Be it on record: I am not ready for
this thing called Christmas. I have not been ready for it since about
1985. That might have been the year the festive suckling pig was four
inches too long for my oven. Mercifully I forget how we made the
adjustment but a bit of trimming was involved and artful placement of
windfall crabapples. We used to get the succulent wienies from Mr.
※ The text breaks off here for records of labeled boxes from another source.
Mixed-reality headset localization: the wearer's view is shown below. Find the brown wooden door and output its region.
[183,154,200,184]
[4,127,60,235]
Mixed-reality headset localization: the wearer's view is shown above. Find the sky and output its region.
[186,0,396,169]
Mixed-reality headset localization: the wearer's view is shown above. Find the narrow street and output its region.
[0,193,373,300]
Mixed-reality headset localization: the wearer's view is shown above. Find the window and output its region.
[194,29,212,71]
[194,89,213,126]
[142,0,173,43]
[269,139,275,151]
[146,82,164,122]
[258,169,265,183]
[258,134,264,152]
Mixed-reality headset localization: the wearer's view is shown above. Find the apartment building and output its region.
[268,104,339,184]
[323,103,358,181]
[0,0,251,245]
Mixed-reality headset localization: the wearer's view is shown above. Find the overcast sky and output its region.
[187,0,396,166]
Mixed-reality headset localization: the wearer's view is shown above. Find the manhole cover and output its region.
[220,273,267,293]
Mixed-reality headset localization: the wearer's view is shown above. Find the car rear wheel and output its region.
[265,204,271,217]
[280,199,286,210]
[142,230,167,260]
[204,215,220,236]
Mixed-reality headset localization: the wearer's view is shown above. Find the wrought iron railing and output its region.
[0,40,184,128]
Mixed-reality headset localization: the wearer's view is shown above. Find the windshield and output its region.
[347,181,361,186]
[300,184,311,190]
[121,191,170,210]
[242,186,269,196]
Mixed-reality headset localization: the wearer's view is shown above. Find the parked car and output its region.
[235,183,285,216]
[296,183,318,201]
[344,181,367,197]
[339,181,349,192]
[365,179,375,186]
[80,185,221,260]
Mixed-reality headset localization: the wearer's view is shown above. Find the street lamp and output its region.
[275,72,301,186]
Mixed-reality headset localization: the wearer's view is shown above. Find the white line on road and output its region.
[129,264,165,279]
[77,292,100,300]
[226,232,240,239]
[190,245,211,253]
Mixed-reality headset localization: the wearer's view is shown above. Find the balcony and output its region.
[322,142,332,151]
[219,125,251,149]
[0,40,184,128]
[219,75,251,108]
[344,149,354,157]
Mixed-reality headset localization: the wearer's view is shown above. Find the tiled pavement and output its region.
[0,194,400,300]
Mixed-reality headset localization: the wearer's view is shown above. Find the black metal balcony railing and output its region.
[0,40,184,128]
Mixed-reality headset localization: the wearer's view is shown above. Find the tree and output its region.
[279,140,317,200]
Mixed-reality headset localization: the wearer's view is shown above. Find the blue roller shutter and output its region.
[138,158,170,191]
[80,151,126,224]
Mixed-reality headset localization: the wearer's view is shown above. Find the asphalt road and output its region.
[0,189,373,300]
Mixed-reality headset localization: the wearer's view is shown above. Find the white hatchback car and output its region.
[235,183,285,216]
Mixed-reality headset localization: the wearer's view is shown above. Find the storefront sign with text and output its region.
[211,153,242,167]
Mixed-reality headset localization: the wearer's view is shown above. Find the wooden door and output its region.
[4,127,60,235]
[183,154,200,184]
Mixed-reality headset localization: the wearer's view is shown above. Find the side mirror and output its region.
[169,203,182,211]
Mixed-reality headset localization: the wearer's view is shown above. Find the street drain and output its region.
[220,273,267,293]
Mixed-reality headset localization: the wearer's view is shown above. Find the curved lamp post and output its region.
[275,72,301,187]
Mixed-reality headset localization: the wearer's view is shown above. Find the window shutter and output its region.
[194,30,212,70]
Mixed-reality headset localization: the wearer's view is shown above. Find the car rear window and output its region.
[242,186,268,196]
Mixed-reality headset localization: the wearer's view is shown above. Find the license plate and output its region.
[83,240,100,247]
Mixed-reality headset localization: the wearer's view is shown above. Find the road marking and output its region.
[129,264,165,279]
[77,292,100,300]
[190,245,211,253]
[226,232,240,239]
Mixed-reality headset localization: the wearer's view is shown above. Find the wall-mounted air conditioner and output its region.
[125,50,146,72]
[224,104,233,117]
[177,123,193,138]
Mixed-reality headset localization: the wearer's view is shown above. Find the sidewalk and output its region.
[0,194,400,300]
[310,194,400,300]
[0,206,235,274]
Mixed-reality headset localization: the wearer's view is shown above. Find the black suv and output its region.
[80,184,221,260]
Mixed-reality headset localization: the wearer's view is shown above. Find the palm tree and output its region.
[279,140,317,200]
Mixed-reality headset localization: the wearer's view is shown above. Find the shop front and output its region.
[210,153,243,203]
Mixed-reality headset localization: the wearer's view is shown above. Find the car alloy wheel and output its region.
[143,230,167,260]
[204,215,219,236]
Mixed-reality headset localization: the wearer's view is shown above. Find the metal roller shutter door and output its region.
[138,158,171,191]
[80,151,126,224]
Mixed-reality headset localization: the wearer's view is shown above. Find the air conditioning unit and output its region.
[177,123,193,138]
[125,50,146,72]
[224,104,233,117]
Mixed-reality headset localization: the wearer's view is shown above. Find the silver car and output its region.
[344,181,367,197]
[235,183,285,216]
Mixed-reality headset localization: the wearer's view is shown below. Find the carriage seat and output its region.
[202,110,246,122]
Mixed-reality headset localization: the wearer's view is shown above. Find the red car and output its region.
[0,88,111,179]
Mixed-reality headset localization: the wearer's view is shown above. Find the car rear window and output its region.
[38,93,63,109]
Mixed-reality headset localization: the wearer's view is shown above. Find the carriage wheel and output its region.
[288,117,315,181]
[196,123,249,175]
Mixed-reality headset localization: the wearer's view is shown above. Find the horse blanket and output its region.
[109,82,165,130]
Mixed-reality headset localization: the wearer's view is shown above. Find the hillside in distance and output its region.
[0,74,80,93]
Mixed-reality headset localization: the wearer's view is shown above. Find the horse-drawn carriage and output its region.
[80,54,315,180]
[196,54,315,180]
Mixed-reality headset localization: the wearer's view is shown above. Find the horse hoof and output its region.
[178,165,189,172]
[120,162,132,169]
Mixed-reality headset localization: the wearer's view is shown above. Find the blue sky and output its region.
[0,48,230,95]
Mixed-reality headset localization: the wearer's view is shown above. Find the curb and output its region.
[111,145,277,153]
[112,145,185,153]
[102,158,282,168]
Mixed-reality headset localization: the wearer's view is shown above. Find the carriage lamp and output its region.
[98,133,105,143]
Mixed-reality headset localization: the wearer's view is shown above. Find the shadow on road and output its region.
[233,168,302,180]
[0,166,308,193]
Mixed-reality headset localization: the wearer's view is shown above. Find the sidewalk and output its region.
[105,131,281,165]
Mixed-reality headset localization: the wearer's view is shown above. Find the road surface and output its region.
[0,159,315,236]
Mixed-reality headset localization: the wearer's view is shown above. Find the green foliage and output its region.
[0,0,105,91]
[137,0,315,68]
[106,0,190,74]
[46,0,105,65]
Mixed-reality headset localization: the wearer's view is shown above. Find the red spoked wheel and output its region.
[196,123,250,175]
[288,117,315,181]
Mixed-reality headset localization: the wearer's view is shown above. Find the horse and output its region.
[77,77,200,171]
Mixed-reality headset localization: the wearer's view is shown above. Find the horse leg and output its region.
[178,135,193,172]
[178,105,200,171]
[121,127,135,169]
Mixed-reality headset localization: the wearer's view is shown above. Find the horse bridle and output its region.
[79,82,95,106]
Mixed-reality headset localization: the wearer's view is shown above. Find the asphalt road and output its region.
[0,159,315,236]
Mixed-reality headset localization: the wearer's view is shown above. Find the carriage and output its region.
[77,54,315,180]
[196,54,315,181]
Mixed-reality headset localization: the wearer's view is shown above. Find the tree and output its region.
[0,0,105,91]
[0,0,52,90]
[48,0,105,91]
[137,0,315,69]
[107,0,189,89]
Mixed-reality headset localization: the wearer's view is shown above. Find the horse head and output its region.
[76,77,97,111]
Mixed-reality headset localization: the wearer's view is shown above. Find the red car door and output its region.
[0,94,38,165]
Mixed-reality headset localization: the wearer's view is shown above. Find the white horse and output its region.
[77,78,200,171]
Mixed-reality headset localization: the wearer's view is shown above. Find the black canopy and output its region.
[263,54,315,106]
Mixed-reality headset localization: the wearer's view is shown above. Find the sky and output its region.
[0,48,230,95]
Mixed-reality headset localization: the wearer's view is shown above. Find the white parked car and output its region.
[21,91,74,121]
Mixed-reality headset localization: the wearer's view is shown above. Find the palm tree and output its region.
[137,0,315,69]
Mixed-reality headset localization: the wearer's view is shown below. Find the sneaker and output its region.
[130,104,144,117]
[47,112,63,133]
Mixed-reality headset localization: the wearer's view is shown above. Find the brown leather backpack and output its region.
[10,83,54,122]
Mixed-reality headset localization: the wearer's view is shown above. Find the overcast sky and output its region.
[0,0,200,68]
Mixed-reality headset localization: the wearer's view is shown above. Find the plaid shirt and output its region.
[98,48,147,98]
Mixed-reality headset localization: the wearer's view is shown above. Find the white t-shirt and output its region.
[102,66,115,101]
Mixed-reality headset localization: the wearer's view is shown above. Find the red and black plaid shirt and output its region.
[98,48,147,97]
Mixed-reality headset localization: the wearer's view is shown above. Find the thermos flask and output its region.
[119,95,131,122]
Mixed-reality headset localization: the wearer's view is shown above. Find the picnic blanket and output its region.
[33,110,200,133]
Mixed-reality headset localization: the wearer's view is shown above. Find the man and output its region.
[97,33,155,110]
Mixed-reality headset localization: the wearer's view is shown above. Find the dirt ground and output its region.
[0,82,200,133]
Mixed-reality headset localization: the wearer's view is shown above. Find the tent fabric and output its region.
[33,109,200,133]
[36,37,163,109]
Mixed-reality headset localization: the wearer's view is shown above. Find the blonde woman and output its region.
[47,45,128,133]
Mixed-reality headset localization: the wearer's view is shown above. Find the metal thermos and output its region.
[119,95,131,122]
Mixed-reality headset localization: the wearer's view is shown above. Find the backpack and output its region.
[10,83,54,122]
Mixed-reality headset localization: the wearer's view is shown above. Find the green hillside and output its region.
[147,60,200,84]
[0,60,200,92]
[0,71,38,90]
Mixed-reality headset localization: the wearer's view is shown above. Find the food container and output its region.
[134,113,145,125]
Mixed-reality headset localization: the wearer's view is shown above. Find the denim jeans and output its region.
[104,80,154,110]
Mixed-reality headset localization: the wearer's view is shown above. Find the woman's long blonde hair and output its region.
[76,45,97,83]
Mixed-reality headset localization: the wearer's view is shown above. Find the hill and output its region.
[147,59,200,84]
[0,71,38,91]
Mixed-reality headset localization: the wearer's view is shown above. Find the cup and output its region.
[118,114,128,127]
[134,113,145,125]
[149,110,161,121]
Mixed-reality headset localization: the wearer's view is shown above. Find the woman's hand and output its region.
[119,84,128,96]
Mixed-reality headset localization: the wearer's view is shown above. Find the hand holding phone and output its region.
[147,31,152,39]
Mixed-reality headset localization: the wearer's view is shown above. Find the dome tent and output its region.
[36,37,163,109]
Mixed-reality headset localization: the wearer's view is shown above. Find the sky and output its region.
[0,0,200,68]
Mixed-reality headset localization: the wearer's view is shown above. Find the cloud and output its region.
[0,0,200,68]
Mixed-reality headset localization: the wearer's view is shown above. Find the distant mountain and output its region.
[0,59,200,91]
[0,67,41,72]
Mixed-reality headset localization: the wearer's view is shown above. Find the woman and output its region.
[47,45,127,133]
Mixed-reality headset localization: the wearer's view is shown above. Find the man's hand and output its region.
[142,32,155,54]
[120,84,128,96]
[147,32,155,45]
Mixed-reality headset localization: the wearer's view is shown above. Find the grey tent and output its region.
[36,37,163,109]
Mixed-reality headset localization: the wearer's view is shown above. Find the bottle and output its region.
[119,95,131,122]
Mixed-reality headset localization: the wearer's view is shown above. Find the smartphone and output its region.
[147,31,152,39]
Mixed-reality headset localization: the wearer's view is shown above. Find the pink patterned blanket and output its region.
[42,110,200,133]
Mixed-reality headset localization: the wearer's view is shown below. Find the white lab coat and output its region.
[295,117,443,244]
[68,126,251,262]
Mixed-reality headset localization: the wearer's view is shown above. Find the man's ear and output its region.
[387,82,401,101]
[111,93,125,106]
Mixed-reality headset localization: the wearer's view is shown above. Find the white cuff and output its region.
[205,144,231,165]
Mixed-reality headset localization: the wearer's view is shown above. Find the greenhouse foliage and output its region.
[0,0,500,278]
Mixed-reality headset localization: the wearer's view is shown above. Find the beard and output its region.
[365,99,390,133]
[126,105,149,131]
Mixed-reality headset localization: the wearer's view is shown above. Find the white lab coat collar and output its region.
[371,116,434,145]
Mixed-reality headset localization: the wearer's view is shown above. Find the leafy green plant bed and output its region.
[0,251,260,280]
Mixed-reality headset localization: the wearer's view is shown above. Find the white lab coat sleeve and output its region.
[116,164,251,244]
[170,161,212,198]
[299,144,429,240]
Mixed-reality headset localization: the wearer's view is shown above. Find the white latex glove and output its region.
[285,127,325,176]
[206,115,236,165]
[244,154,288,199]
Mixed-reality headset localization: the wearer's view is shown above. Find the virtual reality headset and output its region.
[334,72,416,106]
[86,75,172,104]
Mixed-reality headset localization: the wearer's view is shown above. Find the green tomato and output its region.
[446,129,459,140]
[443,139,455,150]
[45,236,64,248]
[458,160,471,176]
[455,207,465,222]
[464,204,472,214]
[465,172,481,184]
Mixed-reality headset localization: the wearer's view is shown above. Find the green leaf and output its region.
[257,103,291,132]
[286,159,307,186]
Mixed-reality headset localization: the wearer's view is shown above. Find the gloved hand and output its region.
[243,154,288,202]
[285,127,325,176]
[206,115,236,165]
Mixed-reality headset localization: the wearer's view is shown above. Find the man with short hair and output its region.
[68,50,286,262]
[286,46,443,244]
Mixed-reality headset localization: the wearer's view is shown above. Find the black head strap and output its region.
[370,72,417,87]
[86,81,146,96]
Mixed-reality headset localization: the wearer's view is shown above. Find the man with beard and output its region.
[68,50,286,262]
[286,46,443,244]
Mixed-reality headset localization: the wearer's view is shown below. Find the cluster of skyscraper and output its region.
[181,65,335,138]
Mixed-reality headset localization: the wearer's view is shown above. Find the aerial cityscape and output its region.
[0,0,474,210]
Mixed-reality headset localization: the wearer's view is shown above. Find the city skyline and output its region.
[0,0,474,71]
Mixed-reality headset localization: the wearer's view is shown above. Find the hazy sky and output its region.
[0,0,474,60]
McDowell, the inarticulate but
terrifically competent farmer on the Escarpment above Campbellville.
Times past.
We had traditions. Dinner was the
customary noisy scenario with assorted family ―
the good china clattering around, crackers and dumb paper hats,
assorted wines flowing, fights over never-enough stuffing, in-laws
with their uninvited dog, outlaws with dietary problems, teenage
drama, always a small child bawling. We could count on Mr. Host,
well-marinated in Beaujolais, crowning the event by face-planting
into his dessert, raising his head at moments to mumble
non-sequiturs. 
One time in the festive season a grown
child delivered caustic remarks to a full house about the current
(admittedly rather unwise) choice of my ... man-in-residence ... and
in the heated escalation I had to threaten both with eviction,
Christmas or not. Strained relations? Oh yes.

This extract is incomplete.